I read the following article in the Chicago Sun-Times, Sunday, August 6, 2006; it ran under the title "The Feminized American Classroom and How it Hurts Boys." The article first appeared the City-Journal.
From "How the Schools Shortchange Boys":
The notion of male ethical inferiority first arises in grammar school, where women make up the overwhelming majority of teachers. It’s here that the alphabet soup of supposed male dysfunctions begins. And make no mistake: while girls occasionally exhibit symptoms of male-related disorders in this world, females diagnosed with learning disabilities simply don’t exist.
Speaking of school...
From N.S.'s column this past Friday:
As the Sun-Times has shown several times in its "Critical Years" surveys, one of the school system's major challenges is exactly that: The kids who begin kindergarten are messed up at the start.
Half arrive at their first day of school unable to identify the colors red, blue and yellow. Half are unable to speak in complete sentences.

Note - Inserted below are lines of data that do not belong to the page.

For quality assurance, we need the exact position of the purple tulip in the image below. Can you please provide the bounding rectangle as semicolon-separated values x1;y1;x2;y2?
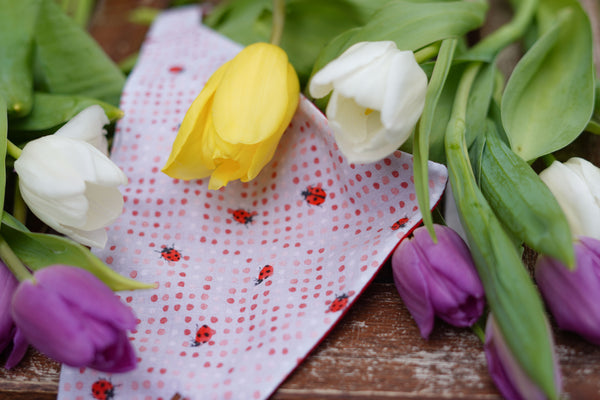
484;314;562;400
535;236;600;344
12;265;137;372
392;225;485;339
0;262;28;369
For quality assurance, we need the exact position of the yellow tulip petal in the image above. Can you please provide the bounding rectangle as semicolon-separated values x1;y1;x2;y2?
162;63;229;179
213;43;297;144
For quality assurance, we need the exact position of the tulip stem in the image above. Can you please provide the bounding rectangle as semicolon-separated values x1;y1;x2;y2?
13;180;27;224
0;236;33;282
6;140;23;160
415;42;442;64
270;0;285;46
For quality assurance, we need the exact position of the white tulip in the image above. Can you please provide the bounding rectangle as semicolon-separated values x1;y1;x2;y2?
15;135;127;248
309;41;427;163
540;157;600;240
54;104;110;155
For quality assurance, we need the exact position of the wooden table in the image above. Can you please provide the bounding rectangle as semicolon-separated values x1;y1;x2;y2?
0;0;600;400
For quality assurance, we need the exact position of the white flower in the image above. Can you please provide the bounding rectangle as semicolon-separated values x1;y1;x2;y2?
540;157;600;240
15;135;127;248
309;41;427;163
54;104;110;155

Half do not know how to hold a pencil or a crayon, never mind write with one. Half can't tell you their last names -- heck, some kids show up for school and don't even know their first names, only a street tag -- "They call me 'Lil Man.' " It takes a special parent to send their child to school without knowing his name -- actually, not so special, which is heartbreaking.
The surveys were last taken a dozen years ago, but the situation hasn't changed. Students are "messed up" at the start -- angry, unaccustomed to learning, unaccustomed to discipline, and ready to fail.

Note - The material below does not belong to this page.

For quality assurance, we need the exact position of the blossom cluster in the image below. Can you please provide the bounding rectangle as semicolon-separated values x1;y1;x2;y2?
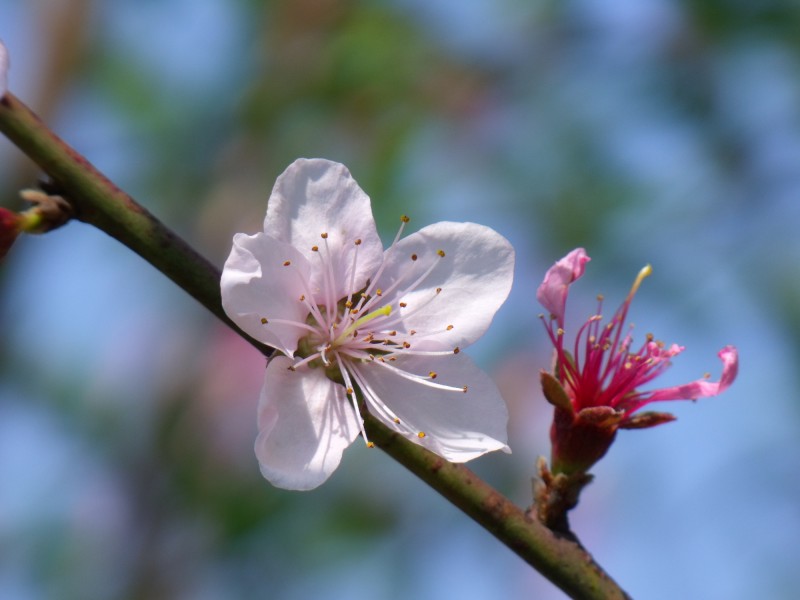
537;248;739;473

And now [the Rev. James] Meeks is going to address the situation by blaming the mayor -- whom impartial observers laud for doing so much with a school system that was on life support when he showed up. This is Meeks' first step, no doubt, in the same cynical shake-down scam that worked with such great effect on Gov. Blagojevich, who folded like a paper fan.
Just what the black community needs. Another demagogue to bang the gong of grievance and tell his audience that all of their problems are some powerful white guy's fault. Education is one social issue where each individual can make a huge impact. Good parents know that. They'd laugh at anybody who told them to sit on their hands until the government cooks up a program to teach their children their names. For Meeks to spread that message for his own selfish political reasons is a betrayal of the people he purports to serve. [Emphasis added.]